Final answer:
To prove R is a principal ideal domain (PID), we first show that every finitely-generated ideal is principal by using the property that sums of principal ideals are principal. Next, we argue that all ideals in R are finitely generated due to R being a UFD. Consequently, R is indeed a PID because all ideals are principal and finitely generated.
Step-by-step explanation:
To prove that a unique factorization domain (UFD) R, where the sum of two principal ideals is again a principal ideal, is a principal ideal domain (PID), we first consider any finitely-generated ideal I in R. Since I is finitely generated, there exist elements a_1, a_2, ..., a_n ∈ R such that I = ⟪ a_1 ⟫ + ⟪ a_2 ⟫ + ... + ⟪ a_n ⟫. Utilizing the hypothesis that R is a UFD with the sum of two principal ideals being a principal ideal, we can combine these into a single principal ideal through successive applications of this property. Starting with ⟪ a_1 ⟫ + ⟪ a_2 ⟫, we get a principal ideal ⟪ a ⟫. Adding ⟪ a_3 ⟫ to ⟪ a ⟫ maintains the principal ideal structure, and so on until all a_i are included, thus confirming that I is principal.

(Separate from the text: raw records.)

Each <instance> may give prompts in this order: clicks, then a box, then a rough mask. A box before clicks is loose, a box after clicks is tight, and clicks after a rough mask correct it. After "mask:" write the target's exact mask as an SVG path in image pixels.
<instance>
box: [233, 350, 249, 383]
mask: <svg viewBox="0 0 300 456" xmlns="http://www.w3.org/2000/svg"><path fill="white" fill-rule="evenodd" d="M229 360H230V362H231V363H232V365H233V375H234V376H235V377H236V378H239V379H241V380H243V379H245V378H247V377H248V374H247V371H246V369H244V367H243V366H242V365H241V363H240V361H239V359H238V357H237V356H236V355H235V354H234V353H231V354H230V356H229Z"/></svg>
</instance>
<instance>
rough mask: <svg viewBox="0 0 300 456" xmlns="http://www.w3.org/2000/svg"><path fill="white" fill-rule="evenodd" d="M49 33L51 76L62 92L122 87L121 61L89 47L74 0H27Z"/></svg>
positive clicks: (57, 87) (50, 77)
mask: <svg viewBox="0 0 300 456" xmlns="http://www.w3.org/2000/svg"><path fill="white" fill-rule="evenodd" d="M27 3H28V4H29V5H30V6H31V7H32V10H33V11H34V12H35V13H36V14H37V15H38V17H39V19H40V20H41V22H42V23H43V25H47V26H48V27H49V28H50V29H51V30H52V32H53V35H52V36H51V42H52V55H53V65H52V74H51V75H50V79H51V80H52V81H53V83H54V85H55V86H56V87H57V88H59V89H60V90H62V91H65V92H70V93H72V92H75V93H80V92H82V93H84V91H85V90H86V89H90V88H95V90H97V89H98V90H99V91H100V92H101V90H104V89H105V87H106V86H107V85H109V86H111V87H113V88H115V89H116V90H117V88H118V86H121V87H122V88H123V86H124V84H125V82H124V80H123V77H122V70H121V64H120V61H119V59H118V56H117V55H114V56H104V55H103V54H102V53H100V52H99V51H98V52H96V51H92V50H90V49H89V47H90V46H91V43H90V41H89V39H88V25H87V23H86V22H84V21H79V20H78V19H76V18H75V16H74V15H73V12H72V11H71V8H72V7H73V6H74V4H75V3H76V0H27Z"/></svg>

Next, we must show that every ideal in R is finitely generated. Take any ideal I ∈ R. In the case that I is not finitely generated, there must be elements that cannot be represented as finite combinations of other elements in I, contradicting the definition of R as a UFD where every element can be uniquely factored into a finite product of irreducibles. Hence, every ideal in R must be finitely generated.
From the above arguments, we deduce that R is indeed a principal ideal domain. By definition, a PID is a domain in which every ideal is principal, and we have just established both required properties: that finitely-generated ideals can be expressed as a principal ideal and that all ideals are finitely generated.